Le ministère pétrinien est-il en déclin ? (11/08/2026)
De Mgr Marian Eleganti OSB sur le substack d'Edward Pentin :
Dans la tribune libre qui suit, l'évêque émérite suisse soutient que les papes récents ont sacrifié la dignité de la charge pétrinienne aux artifices de la personnalité et à l'attrait médiatique.

Le pape François apporte des chocolats et des fleurs à Emma Bonino, médecin et femme politique italienne pratiquant des avortements, à son domicile en novembre 2024.

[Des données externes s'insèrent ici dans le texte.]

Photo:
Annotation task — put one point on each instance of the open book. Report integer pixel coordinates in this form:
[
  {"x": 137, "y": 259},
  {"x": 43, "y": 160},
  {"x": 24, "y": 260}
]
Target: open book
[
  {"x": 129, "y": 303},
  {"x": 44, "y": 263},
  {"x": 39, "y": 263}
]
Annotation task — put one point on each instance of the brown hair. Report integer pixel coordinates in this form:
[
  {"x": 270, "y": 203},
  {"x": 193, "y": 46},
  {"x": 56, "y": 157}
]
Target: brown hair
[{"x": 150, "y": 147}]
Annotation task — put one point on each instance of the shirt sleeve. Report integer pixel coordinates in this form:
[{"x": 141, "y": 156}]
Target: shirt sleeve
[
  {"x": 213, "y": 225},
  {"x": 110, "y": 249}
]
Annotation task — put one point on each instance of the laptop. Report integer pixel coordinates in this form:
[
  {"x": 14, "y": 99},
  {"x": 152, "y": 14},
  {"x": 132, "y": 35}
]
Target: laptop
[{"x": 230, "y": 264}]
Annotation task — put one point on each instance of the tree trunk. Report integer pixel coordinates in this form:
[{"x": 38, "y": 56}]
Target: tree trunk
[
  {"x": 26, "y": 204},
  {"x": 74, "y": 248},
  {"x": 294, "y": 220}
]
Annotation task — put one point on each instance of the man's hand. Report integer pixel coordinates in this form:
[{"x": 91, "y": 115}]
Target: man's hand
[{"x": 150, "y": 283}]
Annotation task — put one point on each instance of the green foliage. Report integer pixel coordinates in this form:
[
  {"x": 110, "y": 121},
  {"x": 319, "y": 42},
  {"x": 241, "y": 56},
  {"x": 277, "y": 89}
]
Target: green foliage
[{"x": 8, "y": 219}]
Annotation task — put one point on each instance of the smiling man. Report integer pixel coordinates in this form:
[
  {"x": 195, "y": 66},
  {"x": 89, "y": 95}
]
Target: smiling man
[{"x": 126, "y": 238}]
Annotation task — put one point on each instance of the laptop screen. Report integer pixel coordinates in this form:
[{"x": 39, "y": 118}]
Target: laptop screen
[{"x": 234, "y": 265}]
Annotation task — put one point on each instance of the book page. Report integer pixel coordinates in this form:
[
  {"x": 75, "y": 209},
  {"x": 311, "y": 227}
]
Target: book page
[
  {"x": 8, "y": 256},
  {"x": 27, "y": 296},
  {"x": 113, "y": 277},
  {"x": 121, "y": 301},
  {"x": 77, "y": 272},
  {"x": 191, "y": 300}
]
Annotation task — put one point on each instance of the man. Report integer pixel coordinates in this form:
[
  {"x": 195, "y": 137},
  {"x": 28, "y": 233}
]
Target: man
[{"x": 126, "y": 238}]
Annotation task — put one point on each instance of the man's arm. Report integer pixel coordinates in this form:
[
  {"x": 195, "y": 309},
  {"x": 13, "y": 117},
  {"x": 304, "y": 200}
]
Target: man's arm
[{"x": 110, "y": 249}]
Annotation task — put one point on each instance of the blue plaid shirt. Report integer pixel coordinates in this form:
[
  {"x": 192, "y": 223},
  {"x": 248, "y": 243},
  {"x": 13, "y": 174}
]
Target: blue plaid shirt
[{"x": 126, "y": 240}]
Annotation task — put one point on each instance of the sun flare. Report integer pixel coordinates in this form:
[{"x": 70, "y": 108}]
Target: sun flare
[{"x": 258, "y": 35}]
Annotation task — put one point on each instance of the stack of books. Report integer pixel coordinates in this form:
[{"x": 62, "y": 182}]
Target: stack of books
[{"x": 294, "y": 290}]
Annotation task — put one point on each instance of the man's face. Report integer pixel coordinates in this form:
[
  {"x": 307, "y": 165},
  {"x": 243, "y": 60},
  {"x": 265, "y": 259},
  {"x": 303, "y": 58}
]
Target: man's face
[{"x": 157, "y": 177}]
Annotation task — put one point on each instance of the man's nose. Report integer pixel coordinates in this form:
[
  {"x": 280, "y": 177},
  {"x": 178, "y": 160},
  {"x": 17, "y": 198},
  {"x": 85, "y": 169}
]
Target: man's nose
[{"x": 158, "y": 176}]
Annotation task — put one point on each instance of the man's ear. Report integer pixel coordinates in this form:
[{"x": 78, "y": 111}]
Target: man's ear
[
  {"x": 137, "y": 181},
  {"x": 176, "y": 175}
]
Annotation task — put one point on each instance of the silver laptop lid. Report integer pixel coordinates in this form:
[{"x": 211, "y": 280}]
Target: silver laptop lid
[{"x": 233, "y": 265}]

Le 31 juillet 2026, le pape Léon XIV a reçu en audience privée, pendant 40 minutes, la musicienne de rock, poétesse et artiste américaine Patti Smith (née en 1946), surnommée la « marraine du punk », au Palais apostolique du Vatican. Tous deux sont originaires de Chicago. Le père Antonio Spadaro était présent. Plusieurs photographies officielles et une vidéo de cette rencontre existent .

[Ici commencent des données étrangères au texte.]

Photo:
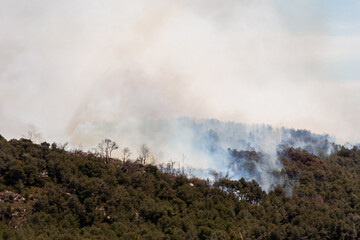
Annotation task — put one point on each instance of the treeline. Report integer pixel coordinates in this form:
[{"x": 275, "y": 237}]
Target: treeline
[{"x": 49, "y": 193}]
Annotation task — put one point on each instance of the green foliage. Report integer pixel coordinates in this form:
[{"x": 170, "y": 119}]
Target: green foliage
[{"x": 48, "y": 193}]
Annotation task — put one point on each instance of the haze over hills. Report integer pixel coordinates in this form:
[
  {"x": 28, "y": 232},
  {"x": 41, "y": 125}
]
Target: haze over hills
[
  {"x": 204, "y": 146},
  {"x": 246, "y": 114}
]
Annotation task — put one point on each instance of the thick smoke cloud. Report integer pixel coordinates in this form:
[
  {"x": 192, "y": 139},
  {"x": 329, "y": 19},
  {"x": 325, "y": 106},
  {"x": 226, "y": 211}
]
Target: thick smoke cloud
[{"x": 68, "y": 66}]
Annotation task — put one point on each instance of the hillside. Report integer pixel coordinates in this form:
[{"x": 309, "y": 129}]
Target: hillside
[{"x": 49, "y": 193}]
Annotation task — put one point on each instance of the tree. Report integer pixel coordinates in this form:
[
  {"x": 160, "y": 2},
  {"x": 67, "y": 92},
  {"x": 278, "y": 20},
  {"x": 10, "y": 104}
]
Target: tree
[
  {"x": 125, "y": 154},
  {"x": 106, "y": 147},
  {"x": 144, "y": 153}
]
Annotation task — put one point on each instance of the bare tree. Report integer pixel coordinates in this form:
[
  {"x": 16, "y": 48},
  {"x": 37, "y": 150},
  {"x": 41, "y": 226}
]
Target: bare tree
[
  {"x": 110, "y": 146},
  {"x": 106, "y": 147},
  {"x": 32, "y": 134},
  {"x": 125, "y": 154},
  {"x": 144, "y": 153}
]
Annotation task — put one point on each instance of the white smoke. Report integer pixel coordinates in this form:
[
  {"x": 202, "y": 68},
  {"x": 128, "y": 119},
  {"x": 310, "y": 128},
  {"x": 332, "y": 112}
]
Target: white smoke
[
  {"x": 207, "y": 144},
  {"x": 83, "y": 70}
]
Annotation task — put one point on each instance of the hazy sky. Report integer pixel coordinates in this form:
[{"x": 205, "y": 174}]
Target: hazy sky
[{"x": 66, "y": 64}]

Cette rencontre anodine — j’imagine qu’elle a surtout consisté en un échange de politesses, sans rien de vraiment significatif pour l’Église — soulève des questions pour moi.
Depuis longtemps, je suis personnellement préoccupé par le fait que, depuis Jean-Paul II, les papes s'expriment de plus en plus de manière totalement informelle en toutes circonstances (par exemple, dans un avion ou au bord d'une route, comme le fait le pape Léon XIV à Castel Gandolfo ). Ils donnent des interviews spontanées et expriment des opinions personnelles. Ils sont accessibles à toutes sortes de personnes qui souhaitent se faire photographier avec eux.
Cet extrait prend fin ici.